Monday, March 25, 2013

Rehypothecation – A Fun Word You Might Need To Know

January 20, 2013 / Michael E Picray

Rehypothecation is one of those words that, the more you look into its use, the funnier it gets. Although the word itself is a technical term that describes a simple relationship between brokerage accounts and customers, the word can also lead you to a statue of Abraham Lincoln and a pig.
The simple definition of the word is;
Rehypothecation. Rehypothecation occurs when your broker, to whom you have hypothecated — or pledged — securities as collateral for a margin loan, pledges those same securities to a bank or other lender to secure a loan to cover the firm’s exposure to potential margin account losses.
When you open a margin account, you typically sign a general account agreement with your broker, in which you authorize your broker to rehypothecate.”
To simplify, a margin account is where you make a down payment on stocks, bonds or securities. Just before the Great Depression, margin accounts were commonly required to deposit 10% of the purchase price of the stocks you wanted to buy with the broker. Then when the price of the stock went up, you’d use the profits of selling the stock to pay for the other 90% and pocket the difference. But if the price of the stock went down, you were supposed to pay in more money to “cover” the stock’s loss in value. (If a $100 stock on 10% margin lost $10, you’d have to put up $9 more because the stock lost $10 of value, effectively eating your margin deposit.) which was why the market crashed in 1929 – because as stocks went down, more and more people couldn’t “cover” their “margin position” and so had to sell the stock at any price to try to come up with the new margin cash.
If you want to get into the different kinds of margin accounts and contracts, such as commodities futures, I’ll do that, but since the word of the day is rehypothecation, we’ll try to limit the scope of the discussion to that by giving you a concrete example that is beginning to cause a LOT of trouble in the world.
Way back at the end of WW II, when Germany/the Axis Powers was defeated by the Allies the main victors in the West took possession of Germany’s National Stores of gold. One explanation was that Germany was concerned about the Soviets possibly grabbing the stuff. The gold was stored in places like England and the USA. The British and US gold vaults are pretty secure – ie safe places to put valuables.
Time has passed, and the global economy is getting worse. Countries around the world are starting to feel insecure, so they want their gold back.

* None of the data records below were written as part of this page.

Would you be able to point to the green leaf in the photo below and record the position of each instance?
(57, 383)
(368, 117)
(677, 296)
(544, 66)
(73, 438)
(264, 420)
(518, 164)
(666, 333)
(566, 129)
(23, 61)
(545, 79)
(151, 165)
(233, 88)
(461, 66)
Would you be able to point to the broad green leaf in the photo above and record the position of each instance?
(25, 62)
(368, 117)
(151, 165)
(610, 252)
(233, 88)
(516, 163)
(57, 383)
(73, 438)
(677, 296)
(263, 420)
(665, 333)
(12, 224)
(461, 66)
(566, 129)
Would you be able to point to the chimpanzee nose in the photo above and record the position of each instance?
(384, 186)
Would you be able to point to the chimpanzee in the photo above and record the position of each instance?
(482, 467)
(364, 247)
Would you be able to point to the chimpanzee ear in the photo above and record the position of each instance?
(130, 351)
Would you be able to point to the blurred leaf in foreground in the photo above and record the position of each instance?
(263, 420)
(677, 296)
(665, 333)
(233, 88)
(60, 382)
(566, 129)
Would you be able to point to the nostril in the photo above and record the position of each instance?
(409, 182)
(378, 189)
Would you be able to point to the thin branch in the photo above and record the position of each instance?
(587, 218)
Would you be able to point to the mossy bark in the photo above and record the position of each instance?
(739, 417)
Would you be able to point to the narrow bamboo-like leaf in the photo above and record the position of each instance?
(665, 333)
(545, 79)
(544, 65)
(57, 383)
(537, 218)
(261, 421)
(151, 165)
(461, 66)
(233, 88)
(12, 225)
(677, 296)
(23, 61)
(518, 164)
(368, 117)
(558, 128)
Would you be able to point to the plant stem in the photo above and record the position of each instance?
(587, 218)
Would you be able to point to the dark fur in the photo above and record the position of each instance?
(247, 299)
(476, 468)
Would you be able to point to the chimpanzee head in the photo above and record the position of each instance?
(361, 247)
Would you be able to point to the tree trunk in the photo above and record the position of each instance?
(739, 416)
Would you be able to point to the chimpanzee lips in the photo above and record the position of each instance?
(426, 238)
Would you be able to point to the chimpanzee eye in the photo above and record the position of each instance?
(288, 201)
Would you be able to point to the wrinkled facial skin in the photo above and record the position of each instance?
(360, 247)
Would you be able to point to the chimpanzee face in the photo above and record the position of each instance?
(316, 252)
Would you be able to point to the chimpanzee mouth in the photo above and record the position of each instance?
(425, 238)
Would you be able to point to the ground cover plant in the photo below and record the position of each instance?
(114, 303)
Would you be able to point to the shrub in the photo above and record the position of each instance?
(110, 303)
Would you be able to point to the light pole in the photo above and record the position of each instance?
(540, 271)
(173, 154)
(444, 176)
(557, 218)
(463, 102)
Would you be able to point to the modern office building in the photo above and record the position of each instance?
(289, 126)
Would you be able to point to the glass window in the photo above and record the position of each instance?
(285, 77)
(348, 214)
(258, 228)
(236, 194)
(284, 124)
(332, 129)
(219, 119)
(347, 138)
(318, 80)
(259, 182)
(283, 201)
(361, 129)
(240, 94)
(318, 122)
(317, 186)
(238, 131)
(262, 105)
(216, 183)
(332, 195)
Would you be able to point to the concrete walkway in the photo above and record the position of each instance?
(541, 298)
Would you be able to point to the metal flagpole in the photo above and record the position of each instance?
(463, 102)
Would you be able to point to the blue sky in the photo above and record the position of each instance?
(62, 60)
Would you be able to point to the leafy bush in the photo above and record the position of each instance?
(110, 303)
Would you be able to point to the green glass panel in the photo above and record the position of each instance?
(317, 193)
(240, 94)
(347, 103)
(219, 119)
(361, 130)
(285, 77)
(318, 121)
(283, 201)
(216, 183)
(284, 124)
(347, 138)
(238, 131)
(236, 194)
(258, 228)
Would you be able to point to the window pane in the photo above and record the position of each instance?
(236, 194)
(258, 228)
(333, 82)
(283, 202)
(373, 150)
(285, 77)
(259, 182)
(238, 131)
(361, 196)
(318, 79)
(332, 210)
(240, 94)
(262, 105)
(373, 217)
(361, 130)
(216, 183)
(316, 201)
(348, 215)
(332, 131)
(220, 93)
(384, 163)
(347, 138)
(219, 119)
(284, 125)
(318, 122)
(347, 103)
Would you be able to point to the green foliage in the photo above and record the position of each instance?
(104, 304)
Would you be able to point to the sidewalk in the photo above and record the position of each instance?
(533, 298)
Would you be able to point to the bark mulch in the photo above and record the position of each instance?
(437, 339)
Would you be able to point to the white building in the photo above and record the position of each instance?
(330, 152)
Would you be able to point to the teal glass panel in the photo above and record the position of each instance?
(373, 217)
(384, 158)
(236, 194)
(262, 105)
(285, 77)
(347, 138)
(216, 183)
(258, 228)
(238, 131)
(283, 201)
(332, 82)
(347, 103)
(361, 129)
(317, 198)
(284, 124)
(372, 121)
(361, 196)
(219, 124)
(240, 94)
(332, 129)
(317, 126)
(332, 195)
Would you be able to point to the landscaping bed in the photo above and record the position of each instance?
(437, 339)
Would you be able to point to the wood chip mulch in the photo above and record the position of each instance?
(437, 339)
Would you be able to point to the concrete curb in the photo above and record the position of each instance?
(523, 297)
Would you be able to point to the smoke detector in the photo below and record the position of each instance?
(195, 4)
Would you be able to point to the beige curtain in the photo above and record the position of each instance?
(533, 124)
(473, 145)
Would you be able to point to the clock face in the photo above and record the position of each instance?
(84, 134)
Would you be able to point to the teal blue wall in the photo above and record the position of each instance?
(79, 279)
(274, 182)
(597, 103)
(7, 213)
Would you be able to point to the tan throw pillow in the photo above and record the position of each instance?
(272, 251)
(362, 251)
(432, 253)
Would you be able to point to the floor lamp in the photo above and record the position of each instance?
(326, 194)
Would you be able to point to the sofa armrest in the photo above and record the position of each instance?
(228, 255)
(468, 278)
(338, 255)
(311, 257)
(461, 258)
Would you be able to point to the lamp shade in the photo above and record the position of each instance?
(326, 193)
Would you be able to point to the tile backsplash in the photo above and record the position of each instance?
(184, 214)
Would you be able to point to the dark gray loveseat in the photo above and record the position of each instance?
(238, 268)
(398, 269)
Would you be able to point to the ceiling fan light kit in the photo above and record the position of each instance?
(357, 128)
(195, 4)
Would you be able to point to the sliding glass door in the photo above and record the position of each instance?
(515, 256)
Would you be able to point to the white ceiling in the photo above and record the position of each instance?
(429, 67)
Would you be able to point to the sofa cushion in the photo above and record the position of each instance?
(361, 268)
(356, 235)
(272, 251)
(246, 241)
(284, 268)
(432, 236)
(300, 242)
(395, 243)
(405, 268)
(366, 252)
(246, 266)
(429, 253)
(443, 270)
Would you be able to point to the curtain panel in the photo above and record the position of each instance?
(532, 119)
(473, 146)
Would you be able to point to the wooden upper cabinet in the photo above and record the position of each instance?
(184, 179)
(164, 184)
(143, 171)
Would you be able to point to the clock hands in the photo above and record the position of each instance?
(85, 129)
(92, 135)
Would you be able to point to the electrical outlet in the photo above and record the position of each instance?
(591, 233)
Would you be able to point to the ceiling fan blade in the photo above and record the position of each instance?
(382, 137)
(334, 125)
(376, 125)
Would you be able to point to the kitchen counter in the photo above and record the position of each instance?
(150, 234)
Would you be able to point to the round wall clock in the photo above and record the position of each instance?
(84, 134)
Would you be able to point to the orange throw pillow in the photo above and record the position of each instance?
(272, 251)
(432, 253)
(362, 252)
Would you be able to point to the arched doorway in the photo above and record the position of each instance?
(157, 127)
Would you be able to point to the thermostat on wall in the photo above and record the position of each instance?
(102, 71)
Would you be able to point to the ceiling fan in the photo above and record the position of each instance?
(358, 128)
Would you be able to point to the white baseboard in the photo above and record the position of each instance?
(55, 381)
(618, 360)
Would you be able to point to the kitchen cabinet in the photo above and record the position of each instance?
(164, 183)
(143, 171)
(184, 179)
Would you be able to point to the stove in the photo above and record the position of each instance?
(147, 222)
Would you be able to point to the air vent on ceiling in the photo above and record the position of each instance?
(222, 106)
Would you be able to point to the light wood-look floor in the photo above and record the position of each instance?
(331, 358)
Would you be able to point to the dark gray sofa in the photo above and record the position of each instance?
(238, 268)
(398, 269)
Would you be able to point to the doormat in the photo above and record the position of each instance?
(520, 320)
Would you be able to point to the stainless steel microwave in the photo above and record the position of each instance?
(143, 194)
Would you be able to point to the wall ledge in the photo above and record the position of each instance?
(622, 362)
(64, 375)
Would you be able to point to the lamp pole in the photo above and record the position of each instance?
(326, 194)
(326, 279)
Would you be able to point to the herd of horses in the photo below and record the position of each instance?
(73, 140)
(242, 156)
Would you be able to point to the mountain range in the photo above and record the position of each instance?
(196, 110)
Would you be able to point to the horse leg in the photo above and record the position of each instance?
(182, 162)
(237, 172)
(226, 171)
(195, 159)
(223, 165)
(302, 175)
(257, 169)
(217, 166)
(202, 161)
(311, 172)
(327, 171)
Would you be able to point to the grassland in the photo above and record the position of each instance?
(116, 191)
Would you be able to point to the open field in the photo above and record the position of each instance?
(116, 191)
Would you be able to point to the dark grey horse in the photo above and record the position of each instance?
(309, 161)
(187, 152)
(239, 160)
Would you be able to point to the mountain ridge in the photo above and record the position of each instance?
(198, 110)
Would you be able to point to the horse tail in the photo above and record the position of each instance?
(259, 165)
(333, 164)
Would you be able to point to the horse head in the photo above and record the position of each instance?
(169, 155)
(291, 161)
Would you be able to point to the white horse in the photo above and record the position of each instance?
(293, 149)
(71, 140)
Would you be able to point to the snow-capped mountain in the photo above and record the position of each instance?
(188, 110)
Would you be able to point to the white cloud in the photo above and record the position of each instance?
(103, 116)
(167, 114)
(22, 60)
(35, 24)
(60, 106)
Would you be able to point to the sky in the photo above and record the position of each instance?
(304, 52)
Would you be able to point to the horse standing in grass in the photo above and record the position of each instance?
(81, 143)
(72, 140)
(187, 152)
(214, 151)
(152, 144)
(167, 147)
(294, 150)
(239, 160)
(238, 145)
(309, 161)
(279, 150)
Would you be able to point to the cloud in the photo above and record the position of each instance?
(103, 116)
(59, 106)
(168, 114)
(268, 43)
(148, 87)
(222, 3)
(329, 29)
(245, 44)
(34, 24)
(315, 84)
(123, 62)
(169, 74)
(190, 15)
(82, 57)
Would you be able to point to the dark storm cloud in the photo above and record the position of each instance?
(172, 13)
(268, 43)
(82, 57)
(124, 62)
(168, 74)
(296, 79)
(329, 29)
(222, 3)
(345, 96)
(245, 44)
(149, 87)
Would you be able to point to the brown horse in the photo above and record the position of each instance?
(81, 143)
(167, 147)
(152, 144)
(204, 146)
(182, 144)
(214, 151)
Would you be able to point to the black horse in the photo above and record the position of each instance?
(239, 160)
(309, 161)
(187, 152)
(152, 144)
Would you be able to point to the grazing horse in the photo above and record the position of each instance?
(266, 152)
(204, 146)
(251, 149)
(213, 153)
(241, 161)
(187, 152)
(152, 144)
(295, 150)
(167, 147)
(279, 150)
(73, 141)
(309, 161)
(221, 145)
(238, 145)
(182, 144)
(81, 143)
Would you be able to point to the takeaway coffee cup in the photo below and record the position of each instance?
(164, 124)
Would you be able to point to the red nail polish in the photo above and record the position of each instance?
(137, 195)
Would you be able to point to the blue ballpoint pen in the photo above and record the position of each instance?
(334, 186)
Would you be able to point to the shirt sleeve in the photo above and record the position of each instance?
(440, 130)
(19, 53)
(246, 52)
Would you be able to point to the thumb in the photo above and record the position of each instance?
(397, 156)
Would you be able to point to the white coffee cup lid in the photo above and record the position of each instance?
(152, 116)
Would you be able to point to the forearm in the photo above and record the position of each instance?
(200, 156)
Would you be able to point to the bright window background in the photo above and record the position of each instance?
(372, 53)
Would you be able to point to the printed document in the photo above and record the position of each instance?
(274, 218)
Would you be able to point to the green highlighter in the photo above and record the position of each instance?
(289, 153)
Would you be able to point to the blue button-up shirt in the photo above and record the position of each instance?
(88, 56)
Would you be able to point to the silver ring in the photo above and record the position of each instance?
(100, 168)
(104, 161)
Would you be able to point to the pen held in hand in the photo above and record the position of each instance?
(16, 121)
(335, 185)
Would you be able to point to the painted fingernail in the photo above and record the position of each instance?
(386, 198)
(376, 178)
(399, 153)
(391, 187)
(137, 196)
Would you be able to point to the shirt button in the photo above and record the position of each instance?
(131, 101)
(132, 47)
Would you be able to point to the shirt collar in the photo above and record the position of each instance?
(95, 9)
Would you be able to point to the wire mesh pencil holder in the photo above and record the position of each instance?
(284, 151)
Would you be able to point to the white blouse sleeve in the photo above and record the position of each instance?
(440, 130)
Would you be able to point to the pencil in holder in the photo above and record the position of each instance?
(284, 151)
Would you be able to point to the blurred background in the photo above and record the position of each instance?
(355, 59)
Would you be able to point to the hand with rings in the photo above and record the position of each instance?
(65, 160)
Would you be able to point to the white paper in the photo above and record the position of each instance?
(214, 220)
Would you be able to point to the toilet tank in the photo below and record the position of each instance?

Holding a piece of paper that says you own gold isn’t quite like holding the gold in your hand and every now and then just piling it up and looking at it makes you feel more secure.
So nations like Germany and Venezuela that have been storing their gold in the US vaults, like the one in the bedrock under Manhattan Island, are starting to ask for the return of their gold, which is perfectly fine… except there is a good chance that their gold has been rehypothecated by the US Federal Reserve to cover loans to other nations, or to maybe prop up the TBTF banks, or for whatever.
Imagine that you are holding ten tons of gold that belongs to nation A, and via the magic of rehypothecation you use that gold as security for trade contracts with different countries and that the total possible obligated gold on the deal is up to 40 tons of gold. As long as everything goes well, then there is no problem. But what happens if everything does not go well? You are on the hook for 50 tons of gold (the original deposit plus the pledged amounts), gold you don’t have. And unlike fiat currency, you can’t just print up gold.
Oops!
And that is what seems to be happening today. Last August Venezuela demanded repatriation of 211 tons of the 365 tons of their gold from the various places around the world where they have the yellow stuff stored.
Last November Germany wanted to just come to the US Federal Reserve (FRB) and LOOK at their gold (“view” it), and the FRB said “NO!” So now Germany is demanding the return of 1536 metric tons of their gold that is supposed to be in the NY Fed’s vault. (See the story.) Included in the story was this little gem – “The Federal Reserve’s fervent secrecy has engendered suspicion and concern, with some claiming that Germany’s gold has long ago disappeared or been lent out, and that only promissory notes of nominal value are sitting in the vault.” (Another reason that Germany may not trust the FED anymore is that in a shipment of German gold from the FED to England, the German gold seems to have shrunk by a significant amount – ie the FED was apparently attempting to short change the Germans.)
So…. it now begins to appear that Germany’s gold may have been rehypothecated. If you buy EFT gold, or from GLD (not taking physical possession, accepting instead “certificates” or account statements), then “your” gold may never have existed at all. And if Germany’s gold has been rehypothecated, who else’s gold has been also?
And if that’s the case, then think of the possible repercussions of that on the global currency markets! And now you see why the word “rehypothecate” has suddenly become so important, and a word you might need to know.
To me, the word “rehypothecate” is funny. You see, I’m just a poor schmuck. I don’t own any gold. We recently weighed up our “junk gold” (old jewelry) and with the price of gold around $1700 an ounce, it turned out that we have the amazing value of about $24 USD. Yep. That’s funny!